Einen zentralen Aspekt zur Nachhaltigkeit stellt die Nutzung des Wassers. Schwimmbäder sind aus ihrem eigentlichen Zweck heraus, große Wasserverbraucher. In einem Schwimmbad geht durch das Rückspülen der Filter sehr viel Wasser verloren. Im Horner Bad ist eine Schlammwasseraufbereitungsanlage installiert. Das Rückspülwasser wird nicht direkt dem Kanal zugeführt, sondern im Schlammwasserbehälter zwischengespeichert. Dieses Schlammwasser wird im Nachgang in einer Ultrafiltrationsanlage regeneriert, über einen Betriebswasserspeicher aufbereitet, und den Beckenkreisläufen wieder zugeführt.

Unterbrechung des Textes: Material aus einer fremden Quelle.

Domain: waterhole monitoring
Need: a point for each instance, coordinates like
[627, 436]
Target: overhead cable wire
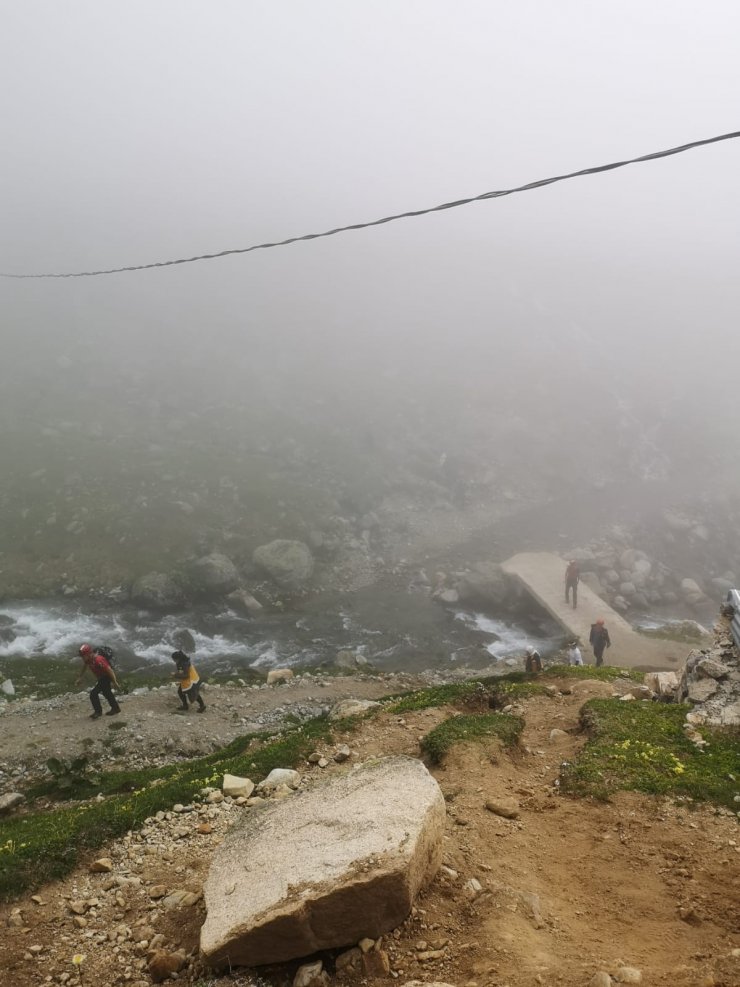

Regenwasser ist aus dem Schmutzwasserkreislauf vollständig ausgekoppelt. Im Allgemeinen wird das Regenwasser in Bremen dem Mischwasserkanal zugeführt. Beim Horner Bad wird das gesamte Regenwasser in den Lehester Langenkampsfleet abgeleitet. Hier findet eine natürliche Ableitung statt. Der Kanal und das Klärwerk werden geschont.

Wenn ein Bad geplant wird, werden die benötigten Becken festgelegt. Das sind in der Regel ein Schwimmerbecken, ein Nichtschwimmerbecken, ein Kleinkinderbecken, ein Lehrbecken und ein Kursbecken. Beim Neubau des Horner Bad ist man einen anderen Weg gegangen.
Das Sport- und Schwimmerbecken wurde mit einem multifunktionalen Hubboden ausgestattet. Dieser Hubboden ermöglicht es, alle Beckenarten in einem Becken darzustellen. Damit konnte die Kubatur des Gebäudes kleiner gehalten werden, Ressourcen eingespart werden, Nachhaltigkeit beim Bau erreicht werden.